Хорошенькая медсестра искренне сочувствовала бедняжке, обреченной мучиться на больничной койке, несмотря на баснословные миллионы, которыми, по слухам, владела и которые не могли дать ей ни малейшего облегчения.
Дрожащим голосом старая дама что-то бессвязно шептала на непонятном медсестре языке, но иногда с губ ее срывалось какое-нибудь французское слово.
То и дело слышалось:
— Пить, пить…
Кроме того, как все послеоперационные больные, Конча Коралес настойчиво просила успокоительное. Быть может, в надежде получить лекарство она даже слегка преувеличивала свои страдания; медсестра же никак не могла решиться — она ведь знала, как опасны слишком сильные болеутоляющие средства.
Нескончаемые, все более пронзительные стоны вновь и вновь раздавались в ночной тиши.
Палата, в которой стоял запах хлороформа и перевязочных бинтов, освещалась одной-единственной притушенной электрической лампочкой.
Смирившись со своей участью, медсестра слушала, как часы отбивают час за часом; к полуночи страдания больной усилились. Неслышно ступая, Жермена обошла вокруг кровати и приоткрыла дверь в коридор.
— Фелисите!.. Фелисите!.. — позвала она.
Дремавшая в кресле дежурная медсестра сладко потянулась и подошла к Жермене.
— Что случилось? — спросила она.
— Двадцать восьмой совсем плохо, — сказала Жермена, — наверное, стоит предупредить мадемуазель Даниэль.
Фелисите скорчила многозначительную гримасу.
— Даниэль нуждается в отдыхе, она наказала будить ее лишь в случае крайней необходимости… Не умирает же ваша больная?
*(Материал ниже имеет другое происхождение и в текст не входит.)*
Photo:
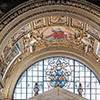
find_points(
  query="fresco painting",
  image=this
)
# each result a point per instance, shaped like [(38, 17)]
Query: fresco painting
[(59, 33)]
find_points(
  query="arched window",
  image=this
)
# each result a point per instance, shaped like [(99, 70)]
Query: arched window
[(80, 73)]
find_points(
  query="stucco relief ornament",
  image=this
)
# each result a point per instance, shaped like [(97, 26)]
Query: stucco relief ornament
[(59, 74)]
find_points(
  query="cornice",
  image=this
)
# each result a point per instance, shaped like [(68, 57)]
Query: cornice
[(29, 5)]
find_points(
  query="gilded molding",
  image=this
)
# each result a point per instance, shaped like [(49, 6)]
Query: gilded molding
[(25, 7)]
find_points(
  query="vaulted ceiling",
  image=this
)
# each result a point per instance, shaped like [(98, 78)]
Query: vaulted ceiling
[(6, 5)]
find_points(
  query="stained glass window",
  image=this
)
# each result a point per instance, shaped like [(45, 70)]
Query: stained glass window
[(79, 73)]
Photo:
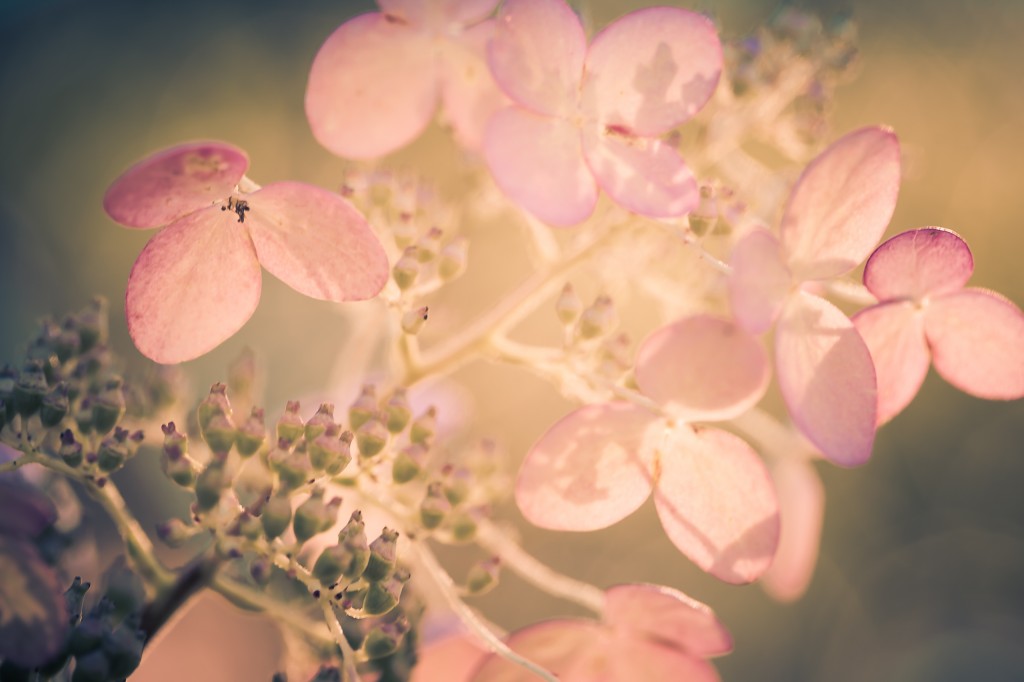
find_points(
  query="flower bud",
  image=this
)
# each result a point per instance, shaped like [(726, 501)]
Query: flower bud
[(413, 321), (383, 554)]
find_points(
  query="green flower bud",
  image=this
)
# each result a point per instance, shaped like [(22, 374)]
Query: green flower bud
[(383, 555)]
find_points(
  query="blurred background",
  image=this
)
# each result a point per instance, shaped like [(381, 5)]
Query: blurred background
[(923, 550)]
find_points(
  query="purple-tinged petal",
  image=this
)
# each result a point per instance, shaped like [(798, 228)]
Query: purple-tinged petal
[(651, 70), (315, 242), (591, 469), (537, 161), (660, 613), (826, 378), (930, 261), (977, 340), (802, 508), (894, 333), (702, 369), (196, 284), (537, 54), (177, 180), (842, 204), (373, 87), (641, 174), (760, 281), (717, 503)]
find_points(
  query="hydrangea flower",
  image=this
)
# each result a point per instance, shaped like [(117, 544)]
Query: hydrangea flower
[(835, 215), (588, 118), (647, 633), (975, 337), (712, 492), (198, 281), (375, 83)]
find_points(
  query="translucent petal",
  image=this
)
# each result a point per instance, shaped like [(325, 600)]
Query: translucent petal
[(895, 335), (702, 368), (826, 378), (641, 174), (170, 183), (658, 612), (315, 242), (802, 508), (760, 281), (977, 340), (537, 161), (373, 87), (717, 503), (537, 54), (651, 70), (468, 91), (196, 284), (918, 263), (842, 204), (591, 469)]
— Надеюсь, что нет, — сказала Жермена, — но она так страдает!..
По своему обыкновению Фелисите выразительно пожала плечами. Что поделаешь?.. Такова судьба всех после операции — крестный путь, который нужно преодолеть, если хочешь поправиться!
— А вечером вы давали ей успокоительное? — спросила все-таки старая медсестра.
— Нет, — отвечала Жермена, — вы же сами знаете, что по инструкции эти лекарства дают при нестерпимых болях, в случае, если боли могут помешать выздоровлению.
— Так-то оно так, — рассудила Фелисите, по-видимому не столь уж строго соблюдавшая медицинские предписания, — но нельзя же, чтобы пациенты всю ночь так надрывались… Дайте ей что-нибудь. Бедняжка это заслужила.
— По правде сказать, и я так думаю, — согласилась Жермена.
На этом они расстались, неслышно заскользив по паркету в разные стороны.
Фелисите направилась к своему креслу и с наслаждением опустилась в него, предвкушая новые сновидения, а хорошенькая Жермена возвратилась в палату, где хрипло постанывала несчастная Конча Коралес.
— О боже, — шептала она, — как мне больно, как больно…
С ангельски кроткой улыбкой на лице Жермена подошла к больной:
— Сейчас вам станет легче, мадам, — сказала она, — я дам вам микстуру, и вы уснете.
При свете мерцавшей лампочки замелькали белые, изящные ручки Жермены, она приготовила снотворную микстуру и принесла ее Конче Коралес.
Больной так не терпелось поскорее утолить жажду, а затем погрузиться в забытье, избавиться на время от мук, что она попыталась приподняться.
Жермена остановила ее:
— Нет, нет, лежите спокойно.
Действуя с профессиональной ловкостью, молодая медсестра одну руку подсунула под валик, медленно, очень осторожно приподняла его вместе с подушкой, а второй, свободной рукой поднесла к губам больной стаканчик с микстурой.
Даже такое незначительное усилие оказалось слишком изнурительным для старой перуанки. Чуть заметной улыбкой она поблагодарила свою хорошенькую сиделку и слабо выдохнула:
— Мне плохо, мне так плохо, дитя мое…
За закрытыми ставнями уже занимался рассвет. Больная затихла, перестала стонать и охать, и Жермена, задремавшая на стуле, открыла глаза, медленно пришла в себя.
Только что ей снился сон, радужный, прелестный, в котором жизнь была бесконечным праздником, и вот она снова очутилась в мире реальном.
Было часов шесть утра, через несколько мгновений больная проснется, начнет издавать стоны, и так будет до тех пор, пока не случится одно из двух: она или поправится, или умрет.
Во всяком случае, ясно было одно: вскоре Конча Коралес покинет эту палату, ее место займет другая больная, потом еще одна, и еще, и так до бесконечности; неужели это и есть жизнь? Неужели она, Жермена, обречена прозябать здесь до конца своих дней?